Achievements as Awesomeness Multipliers

Achievements: the best gamer psychology since the Dead or Alive guys* said “What if we gave them all gigantic tits?” Combating the problem of playing games and wondering "Am I achieving anything?" by programming said game to say "You totally are!" That's the best self-solving problem until someone invents slimming pizza

*this isn't the general assumption that all game developers are men, this is the specific statement that if any woman was involved in making DoA, she's a renegade from a rogue feminist organisation hiding in the last place her colleagues would look.

They’ve taken over gaming worlds the way infinite armies of Nazi zombie cyborg terrorists couldn’t, and exert greater control over some players than showering.

Three Kentucky students rendered themselves entirely irrelevant by building a self-Playing-station to gather an impossible million roses on We Love Katamari, and when your greatest achievement is “No longer even has to play games” you become so useless you actually evaporate.

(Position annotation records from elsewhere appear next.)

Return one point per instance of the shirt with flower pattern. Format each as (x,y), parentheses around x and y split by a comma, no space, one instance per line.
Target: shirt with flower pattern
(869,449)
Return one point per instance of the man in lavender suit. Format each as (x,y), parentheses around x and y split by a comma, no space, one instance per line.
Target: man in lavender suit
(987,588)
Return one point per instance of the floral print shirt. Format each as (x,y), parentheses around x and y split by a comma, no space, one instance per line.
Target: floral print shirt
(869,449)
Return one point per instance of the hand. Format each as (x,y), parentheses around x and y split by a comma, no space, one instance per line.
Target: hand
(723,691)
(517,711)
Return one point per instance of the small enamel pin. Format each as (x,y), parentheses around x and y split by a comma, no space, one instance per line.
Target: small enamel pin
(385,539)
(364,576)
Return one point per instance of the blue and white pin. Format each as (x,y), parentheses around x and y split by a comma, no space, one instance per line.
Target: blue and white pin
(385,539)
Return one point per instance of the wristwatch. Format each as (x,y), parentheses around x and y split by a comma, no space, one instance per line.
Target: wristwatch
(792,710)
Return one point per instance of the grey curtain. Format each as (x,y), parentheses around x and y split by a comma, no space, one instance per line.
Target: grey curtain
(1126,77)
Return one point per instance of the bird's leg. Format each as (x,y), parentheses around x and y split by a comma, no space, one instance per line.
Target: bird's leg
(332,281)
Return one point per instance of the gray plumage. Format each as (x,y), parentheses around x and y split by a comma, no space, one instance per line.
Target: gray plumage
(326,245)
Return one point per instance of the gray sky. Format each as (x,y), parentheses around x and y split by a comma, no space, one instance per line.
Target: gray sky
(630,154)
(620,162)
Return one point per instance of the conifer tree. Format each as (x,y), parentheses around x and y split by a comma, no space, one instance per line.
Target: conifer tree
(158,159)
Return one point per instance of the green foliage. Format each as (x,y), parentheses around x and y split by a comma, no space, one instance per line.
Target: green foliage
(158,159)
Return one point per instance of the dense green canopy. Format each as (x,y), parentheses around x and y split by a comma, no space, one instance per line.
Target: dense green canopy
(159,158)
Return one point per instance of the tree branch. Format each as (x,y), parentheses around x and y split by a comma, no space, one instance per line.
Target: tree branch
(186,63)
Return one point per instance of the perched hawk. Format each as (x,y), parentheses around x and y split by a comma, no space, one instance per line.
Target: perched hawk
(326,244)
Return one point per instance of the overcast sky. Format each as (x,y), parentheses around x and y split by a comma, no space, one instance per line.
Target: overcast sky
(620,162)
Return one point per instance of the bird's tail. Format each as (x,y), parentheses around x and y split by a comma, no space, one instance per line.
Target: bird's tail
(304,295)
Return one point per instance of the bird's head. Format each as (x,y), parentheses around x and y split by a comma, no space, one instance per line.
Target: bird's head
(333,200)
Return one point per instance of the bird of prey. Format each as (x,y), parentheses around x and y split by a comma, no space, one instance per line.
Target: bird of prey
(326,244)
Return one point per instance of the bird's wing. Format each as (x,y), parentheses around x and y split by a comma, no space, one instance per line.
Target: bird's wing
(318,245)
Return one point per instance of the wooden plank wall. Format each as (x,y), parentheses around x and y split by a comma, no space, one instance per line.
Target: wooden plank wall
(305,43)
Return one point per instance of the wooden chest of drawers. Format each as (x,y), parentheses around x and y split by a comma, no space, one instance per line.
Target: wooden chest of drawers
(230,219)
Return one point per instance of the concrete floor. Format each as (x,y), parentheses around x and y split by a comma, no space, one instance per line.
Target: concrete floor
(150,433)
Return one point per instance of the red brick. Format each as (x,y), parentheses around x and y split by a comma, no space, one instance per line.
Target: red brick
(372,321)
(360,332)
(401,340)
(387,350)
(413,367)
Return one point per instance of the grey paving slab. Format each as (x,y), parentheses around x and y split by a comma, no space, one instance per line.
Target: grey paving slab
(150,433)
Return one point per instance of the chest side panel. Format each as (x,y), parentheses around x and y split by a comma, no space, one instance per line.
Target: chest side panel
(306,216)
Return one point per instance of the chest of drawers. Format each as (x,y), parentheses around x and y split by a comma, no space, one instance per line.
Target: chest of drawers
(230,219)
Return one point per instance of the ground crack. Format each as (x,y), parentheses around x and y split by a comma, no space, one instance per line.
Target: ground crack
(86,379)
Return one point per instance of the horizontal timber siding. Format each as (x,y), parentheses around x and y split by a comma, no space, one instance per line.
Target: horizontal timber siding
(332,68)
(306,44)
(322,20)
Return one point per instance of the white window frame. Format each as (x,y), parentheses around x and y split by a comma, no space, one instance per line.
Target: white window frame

You waft off to join unicorn harnesses and non-alcoholic beer under a stack of Dora the Explorer strategy guides in the Room of Pointlessness.

Games use achievements as tutorials, as badges of level completion, as motivation to try out different things (though if you need a points reward to try out the different weapons in a "shoot the enemies with your weapons" game there’s something wrong with you).

Every gaming writer in the world weighed has weighed in, but not one has got the real idea: they're Awesomeness Multipliers.

They take something that’s already utterly awesome and then agree with you about it. Chainsawed something the size of a bank's head office? Murdered twenty machine-gunners with a knife?

Backflipped off a ramp, headshotting three people before you land in way that would make Ghandi cheer"? You're on your own going “holy shit that was cool!” and DING!

The computer agrees with you! The constant style of the achievements, different to the game you're playing, doesn’t break the immersion. It provides you with independent verification that yes, you just kicked electronic ass and that was cool.

Some say that achievements are pointless (which is rich coming from an army of identical lone heroes taking on a million parallel versions of the same alien horde). They’re not just fun, they save relationships: I once shot an invisible enemy in the head from two miles away and that’s the sort of shit you NEED to share.

My friends weren’t around, none were even online, and my lovely lady had previously made it clear that if I talked about game stuff she would talk about Sex And The City. To this day I credit the DING of the Steam Achievement "Shoot The Breeze" with saving our relationship.

It's an electronic high five when you need it most, and if they'd built R.O.B to do that instead of the stupid shit with the gyros he'd still be around today. He'd be more popular than Mario. Hell, he'd have his own TV show (and if you want to argue I offer "Daisy of Love" as proof.)

Achievemensts multiply how much fun you're having - doing something regular, the DING is a little boost. The more outlandish, impossible and insane the achievements, the better you feel!

Achievement hunters counter that the almost un-chievable impossible goals aren’t fun, to which I reply: they’re still mulitpliers. Good achievements aren’t little check boxes on a list that says “Do all this then you an clock off this game”. They’re records of your victories over the Laws of Physics and Possibility.

I’m having tons of fun and when I get one it boosts that.

If you've turned your own games into work, lists that you have to tick before you can clock off and go to the next one, then the way that achievement takes five hours to unlock is just maginifying that: multiplying something that isn't fun anymore into an actual chore, a parod of how you’ve turned games into unpaid labor that’d make Don Quixote nudge Pancho and say “Look at that time-wasting loser.”

So give the impossible achievements, the never-ever-going-to-happens so I can happen the hell out of them, and know that when Gamerscorers complain you're only annoying those who deserve it.

Comments (2)

Achievements and trophies have ruined many games for me. Mostly multiplayer achievements.

Like those stupid leaderboard achievements in GRAW and Killzone 2.
David Matos , September 03, 2009
I think your italics tag isn't properly closed, or it's cut off by the jump line, because everything under your asterisk in the mobfeed page is in italics.